Attenol A (14), isolated from the Chinese bivalve Pinna attenuata, shows moderate cytotoxic activity against P388 leukemia. Usually, spiro ketals such as 13 are formed under equilibrating conditions. As the anomeric oxygen prefers to be axial on the six-membered ring and the anomeric alkyl group prefers to be equatorial, that diastereomer is usually heavily favored. Scott D. Rychnovsky of the University of California, Irvine has described (J. Org. Chem. 2007, 72, 2602. ) a concise convergent synthesis of 14, combining the protected triol 9 and the vinyl ether 10.
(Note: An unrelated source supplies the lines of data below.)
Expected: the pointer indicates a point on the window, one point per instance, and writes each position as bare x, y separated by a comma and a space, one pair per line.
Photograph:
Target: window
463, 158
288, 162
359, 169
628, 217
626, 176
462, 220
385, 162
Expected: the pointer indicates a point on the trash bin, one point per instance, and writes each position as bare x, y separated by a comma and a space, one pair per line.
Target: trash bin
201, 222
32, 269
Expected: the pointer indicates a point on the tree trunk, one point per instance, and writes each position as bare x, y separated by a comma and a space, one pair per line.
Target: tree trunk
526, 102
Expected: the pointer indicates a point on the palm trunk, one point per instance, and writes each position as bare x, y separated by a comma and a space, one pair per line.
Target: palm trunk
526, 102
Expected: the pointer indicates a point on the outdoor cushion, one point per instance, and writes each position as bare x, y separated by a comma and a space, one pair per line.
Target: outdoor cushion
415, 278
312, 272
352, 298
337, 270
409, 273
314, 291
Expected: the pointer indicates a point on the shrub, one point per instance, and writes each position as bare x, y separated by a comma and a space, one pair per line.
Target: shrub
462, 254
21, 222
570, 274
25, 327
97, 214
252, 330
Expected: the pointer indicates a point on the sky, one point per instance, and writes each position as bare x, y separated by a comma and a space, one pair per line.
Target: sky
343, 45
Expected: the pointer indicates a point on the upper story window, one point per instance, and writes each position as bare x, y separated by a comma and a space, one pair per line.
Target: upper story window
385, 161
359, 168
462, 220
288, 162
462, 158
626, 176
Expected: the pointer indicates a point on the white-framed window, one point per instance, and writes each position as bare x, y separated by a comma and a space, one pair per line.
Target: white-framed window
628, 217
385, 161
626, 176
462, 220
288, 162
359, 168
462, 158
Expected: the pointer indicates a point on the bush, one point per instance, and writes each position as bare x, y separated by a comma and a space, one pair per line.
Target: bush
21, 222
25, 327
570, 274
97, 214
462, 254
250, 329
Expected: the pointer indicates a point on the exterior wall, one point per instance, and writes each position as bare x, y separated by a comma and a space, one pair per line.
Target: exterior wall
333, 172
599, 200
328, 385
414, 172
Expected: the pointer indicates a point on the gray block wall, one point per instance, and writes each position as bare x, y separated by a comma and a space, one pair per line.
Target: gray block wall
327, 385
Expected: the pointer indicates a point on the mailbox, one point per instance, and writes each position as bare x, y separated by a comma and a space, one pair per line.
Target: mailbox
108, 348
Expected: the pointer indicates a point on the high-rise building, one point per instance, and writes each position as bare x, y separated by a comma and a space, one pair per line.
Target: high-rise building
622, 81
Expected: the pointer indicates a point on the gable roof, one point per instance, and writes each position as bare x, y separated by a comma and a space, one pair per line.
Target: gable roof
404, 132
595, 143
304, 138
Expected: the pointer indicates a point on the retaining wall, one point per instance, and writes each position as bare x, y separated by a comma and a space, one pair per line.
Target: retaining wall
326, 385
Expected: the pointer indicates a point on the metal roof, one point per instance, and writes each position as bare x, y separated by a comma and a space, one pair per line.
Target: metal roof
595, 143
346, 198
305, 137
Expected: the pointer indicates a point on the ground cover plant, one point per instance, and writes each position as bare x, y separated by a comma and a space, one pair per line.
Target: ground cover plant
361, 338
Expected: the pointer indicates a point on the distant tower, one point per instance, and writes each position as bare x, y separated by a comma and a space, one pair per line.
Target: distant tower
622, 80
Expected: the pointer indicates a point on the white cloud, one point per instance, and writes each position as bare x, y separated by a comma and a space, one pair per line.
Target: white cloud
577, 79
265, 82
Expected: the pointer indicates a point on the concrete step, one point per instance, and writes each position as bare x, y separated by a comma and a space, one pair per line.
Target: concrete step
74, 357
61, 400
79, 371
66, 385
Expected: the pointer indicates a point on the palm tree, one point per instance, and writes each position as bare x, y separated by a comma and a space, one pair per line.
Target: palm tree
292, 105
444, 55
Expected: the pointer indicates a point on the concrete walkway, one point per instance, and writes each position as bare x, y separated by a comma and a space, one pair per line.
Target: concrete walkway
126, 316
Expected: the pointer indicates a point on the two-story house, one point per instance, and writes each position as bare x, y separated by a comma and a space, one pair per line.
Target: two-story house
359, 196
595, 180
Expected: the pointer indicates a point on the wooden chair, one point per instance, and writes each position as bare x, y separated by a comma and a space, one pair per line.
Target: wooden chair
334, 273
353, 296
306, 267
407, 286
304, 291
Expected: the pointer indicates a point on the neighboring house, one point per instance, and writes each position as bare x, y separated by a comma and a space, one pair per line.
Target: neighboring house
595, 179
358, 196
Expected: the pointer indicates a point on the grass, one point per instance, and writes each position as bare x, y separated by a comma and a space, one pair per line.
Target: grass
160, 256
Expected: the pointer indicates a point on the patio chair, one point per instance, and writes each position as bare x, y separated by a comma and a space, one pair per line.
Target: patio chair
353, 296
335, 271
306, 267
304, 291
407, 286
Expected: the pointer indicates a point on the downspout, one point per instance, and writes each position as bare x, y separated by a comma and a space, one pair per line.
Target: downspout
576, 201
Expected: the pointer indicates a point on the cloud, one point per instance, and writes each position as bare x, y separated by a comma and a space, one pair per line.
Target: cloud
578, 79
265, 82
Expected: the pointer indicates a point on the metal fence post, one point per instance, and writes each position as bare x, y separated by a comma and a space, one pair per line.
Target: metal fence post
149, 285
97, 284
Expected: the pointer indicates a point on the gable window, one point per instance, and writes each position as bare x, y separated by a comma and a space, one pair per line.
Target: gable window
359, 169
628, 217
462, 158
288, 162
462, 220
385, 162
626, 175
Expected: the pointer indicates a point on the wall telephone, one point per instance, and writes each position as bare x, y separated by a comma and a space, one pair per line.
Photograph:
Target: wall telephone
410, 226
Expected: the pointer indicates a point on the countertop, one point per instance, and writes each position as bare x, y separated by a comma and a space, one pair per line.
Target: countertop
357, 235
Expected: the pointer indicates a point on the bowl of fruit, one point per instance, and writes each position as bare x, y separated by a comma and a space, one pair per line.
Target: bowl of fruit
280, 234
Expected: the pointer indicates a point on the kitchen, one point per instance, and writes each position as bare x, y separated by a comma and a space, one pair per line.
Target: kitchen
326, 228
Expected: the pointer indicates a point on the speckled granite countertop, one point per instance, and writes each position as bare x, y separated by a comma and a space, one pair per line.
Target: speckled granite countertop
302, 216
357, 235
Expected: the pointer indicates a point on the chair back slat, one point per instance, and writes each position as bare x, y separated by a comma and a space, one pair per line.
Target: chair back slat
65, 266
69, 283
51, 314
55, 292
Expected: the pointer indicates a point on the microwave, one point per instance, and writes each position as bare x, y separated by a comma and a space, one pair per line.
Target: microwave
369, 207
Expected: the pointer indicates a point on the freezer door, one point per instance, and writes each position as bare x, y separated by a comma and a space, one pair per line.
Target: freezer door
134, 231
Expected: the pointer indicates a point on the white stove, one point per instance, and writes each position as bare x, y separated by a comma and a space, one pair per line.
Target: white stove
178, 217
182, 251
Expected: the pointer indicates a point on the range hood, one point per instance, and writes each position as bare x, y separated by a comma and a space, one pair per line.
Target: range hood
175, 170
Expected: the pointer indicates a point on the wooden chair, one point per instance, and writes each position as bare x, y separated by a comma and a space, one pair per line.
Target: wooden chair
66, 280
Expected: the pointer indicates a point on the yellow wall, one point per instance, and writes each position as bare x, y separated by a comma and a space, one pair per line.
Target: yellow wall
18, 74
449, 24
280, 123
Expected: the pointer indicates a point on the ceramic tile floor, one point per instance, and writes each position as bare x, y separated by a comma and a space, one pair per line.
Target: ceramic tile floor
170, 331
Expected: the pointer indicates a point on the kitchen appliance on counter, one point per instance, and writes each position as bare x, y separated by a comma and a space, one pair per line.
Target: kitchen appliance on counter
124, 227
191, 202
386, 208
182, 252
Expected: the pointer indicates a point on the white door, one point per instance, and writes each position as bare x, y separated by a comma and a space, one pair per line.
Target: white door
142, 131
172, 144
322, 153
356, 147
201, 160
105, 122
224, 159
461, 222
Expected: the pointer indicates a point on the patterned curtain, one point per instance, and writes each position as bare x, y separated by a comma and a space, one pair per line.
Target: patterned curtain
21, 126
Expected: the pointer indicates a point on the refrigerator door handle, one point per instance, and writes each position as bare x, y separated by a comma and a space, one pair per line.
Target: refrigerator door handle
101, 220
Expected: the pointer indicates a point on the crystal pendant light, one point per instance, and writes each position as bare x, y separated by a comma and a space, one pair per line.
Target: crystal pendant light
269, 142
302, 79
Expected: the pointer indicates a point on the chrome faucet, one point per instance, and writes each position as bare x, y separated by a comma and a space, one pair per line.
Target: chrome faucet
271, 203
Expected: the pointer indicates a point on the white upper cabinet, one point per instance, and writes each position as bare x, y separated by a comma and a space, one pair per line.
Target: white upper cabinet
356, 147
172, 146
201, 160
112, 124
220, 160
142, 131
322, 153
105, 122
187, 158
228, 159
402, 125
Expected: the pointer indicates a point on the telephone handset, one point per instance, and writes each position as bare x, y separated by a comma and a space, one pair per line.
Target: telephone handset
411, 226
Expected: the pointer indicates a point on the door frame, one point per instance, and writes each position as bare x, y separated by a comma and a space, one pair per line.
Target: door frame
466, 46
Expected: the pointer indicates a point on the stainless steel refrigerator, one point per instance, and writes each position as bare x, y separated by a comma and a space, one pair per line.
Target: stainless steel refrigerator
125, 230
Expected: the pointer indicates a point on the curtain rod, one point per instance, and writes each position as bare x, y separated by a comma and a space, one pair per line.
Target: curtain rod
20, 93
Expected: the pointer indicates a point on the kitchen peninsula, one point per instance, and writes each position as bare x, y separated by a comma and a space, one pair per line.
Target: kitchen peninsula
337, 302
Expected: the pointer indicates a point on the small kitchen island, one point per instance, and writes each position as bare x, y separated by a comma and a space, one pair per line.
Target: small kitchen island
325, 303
There were two tasks to be acccomplished as 9 and 10 were combined and carried forward, establishment of the carbon connectivity of 14, and control of the relative configuration of the spiro ether. First, 9 and 10 were coupled to form the crossed cyanohydrin ether 11. There was no need for stereocontrol at the incipient spiro center, as that center was destroyed in the next transformation. Reductive cyclization then proceeded with selective axial bond formation, to give the kinetically-preferred spiroketal 12. On brief exposure to acid, the spiroketal equilibrated to the more stable 13, that was carried on to Attenol A (14).
This reductive cyclization to kinetically form the less stable spiro ketal, first developed in the Rychnovsky group, is a powerful strategy for the construction of spiroketal natural products, as it opens access selectively to either diastereomer of the spiroketal.